Se la soluzione del conflitto libico sarà diplomatica o militare questo non dipenderà né dall’Italia, né dall’Ue, ma da cosa vorranno fare i due player internazionali coinvolti, Russia e Turchia.

La posizione dell’Eni in Libia è più solida di quella dell’Italia?
L’Eni ha da sempre avuto una sua diplomazia indipendente in Libia, sostenuta da quella italiana. Anzi, molto spesso, è stata l’Eni a supportare la politica e la diplomazia italiana, e non il contrario, come dovrebbe essere. L’azione dell’Eni continua riuscendo a estrarre un buon numero di barili di petrolio al giorno, nonostante le diatribe tra le milizie locali, che spesso ne interrompono la produzione. Questo grazie ad una serie di contatti e accordi con le tribù libiche, che si muovono a prescindere dalla situazione politica interna. Sicuramente il memorandum di fine novembre scorso tra al-Sarraj e la Turchia – che istituisce una zona economica esclusiva (Zee) e amplia la cooperazione militare per la sicurezza tra le due parti – potrebbe creare grossi problemi anche all’Eni.

L’Ue ha reiterato l’appello a tutte le parti libiche perché cessino le azioni militari e ricomincino il dialogo politico, ritenuto l’unico modo per risolvere la crisi libica…
In questo momento l’Ue sta cercando di attuare un accordo del ‘minimo comune denominatore’. Intendo dire che, posta dinanzi alla completa espulsione dal teatro libico – penso ad attori come la Francia che nel 2011 erano intervenuti direttamente in Libia per defenestrare Gheddafi – l’Ue stia lavorando ad una linea comune per stabilizzare il Paese nordafricano. Probabilmente in chiave anti-turca per la paura che Erdogan vada a occupare spazi anche energetici di interesse europeo.

Istituire una forza di interposizione che divida le forze di al-Serraj e Haftar potrebbe aiutare ad avviare un negoziato come chiede l’Ue?
Non credo possa funzionare, anche se in passato ho detto che sarebbe auspicabile. Sarebbe, in ogni caso, difficile da realizzare perché dovrebbe avere almeno il sostegno di Russia, che giudico molto difficile, e Stati Uniti, assenti dallo scacchiere libico perché non hanno ancora ben chiara qual è la loro posizione. Difficile anche militarmente perché da parte europea, Italia in testa, non c’è propensione ad una azione militare nel caos libico. In ogni caso la decisione di una forza di interposizione andrebbe assunta in ambito Onu. L’Ue in Libia si è sempre dimostrata piuttosto scollata e questo scollamento ha favorito l’ingresso sul terreno di altre potenze.

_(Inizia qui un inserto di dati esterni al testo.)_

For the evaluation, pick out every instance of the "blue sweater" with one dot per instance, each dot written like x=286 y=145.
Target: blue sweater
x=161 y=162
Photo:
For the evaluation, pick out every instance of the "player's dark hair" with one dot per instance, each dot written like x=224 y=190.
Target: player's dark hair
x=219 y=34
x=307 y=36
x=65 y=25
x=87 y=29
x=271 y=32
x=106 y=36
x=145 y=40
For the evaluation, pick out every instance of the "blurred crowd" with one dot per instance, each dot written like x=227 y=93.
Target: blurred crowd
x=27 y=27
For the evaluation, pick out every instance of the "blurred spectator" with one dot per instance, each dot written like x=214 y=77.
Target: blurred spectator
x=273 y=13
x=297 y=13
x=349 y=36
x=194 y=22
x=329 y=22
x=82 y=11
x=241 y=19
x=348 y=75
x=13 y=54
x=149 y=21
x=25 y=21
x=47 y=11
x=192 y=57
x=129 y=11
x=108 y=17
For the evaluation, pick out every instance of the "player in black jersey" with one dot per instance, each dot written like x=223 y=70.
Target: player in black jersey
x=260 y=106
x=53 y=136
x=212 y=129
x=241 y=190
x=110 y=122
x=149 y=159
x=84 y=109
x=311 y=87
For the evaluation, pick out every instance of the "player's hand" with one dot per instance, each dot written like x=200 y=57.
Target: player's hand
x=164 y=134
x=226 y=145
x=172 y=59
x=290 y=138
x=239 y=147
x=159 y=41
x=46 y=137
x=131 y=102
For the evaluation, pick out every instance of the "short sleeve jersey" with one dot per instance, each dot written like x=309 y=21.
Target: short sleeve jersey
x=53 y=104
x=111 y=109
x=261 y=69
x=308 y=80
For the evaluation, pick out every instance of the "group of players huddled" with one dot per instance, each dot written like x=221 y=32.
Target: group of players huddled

A gennaio è prevista la Conferenza di Berlino sulla Libia: quali risultati, realisticamente, potrebbe avere?
Potrebbe avere successo solo se l’Ue sarà capace di presentarsi con un progetto politico serio e concreto e condiviso da Russia e Turchia. Se l’Ue riuscisse a coinvolgere questi due Paesi e a farli sedere intorno ad uno stesso tavolo proponendo loro una road map per la Libia, in questo caso avremmo recuperato l’unità di vedute europee e qualche postazione in Libia. Viceversa tutti quegli attori che hanno voluto defenestrare Gheddafi per potersi spartire la torta libica, gioco forza dovranno accontentarsi delle briciole.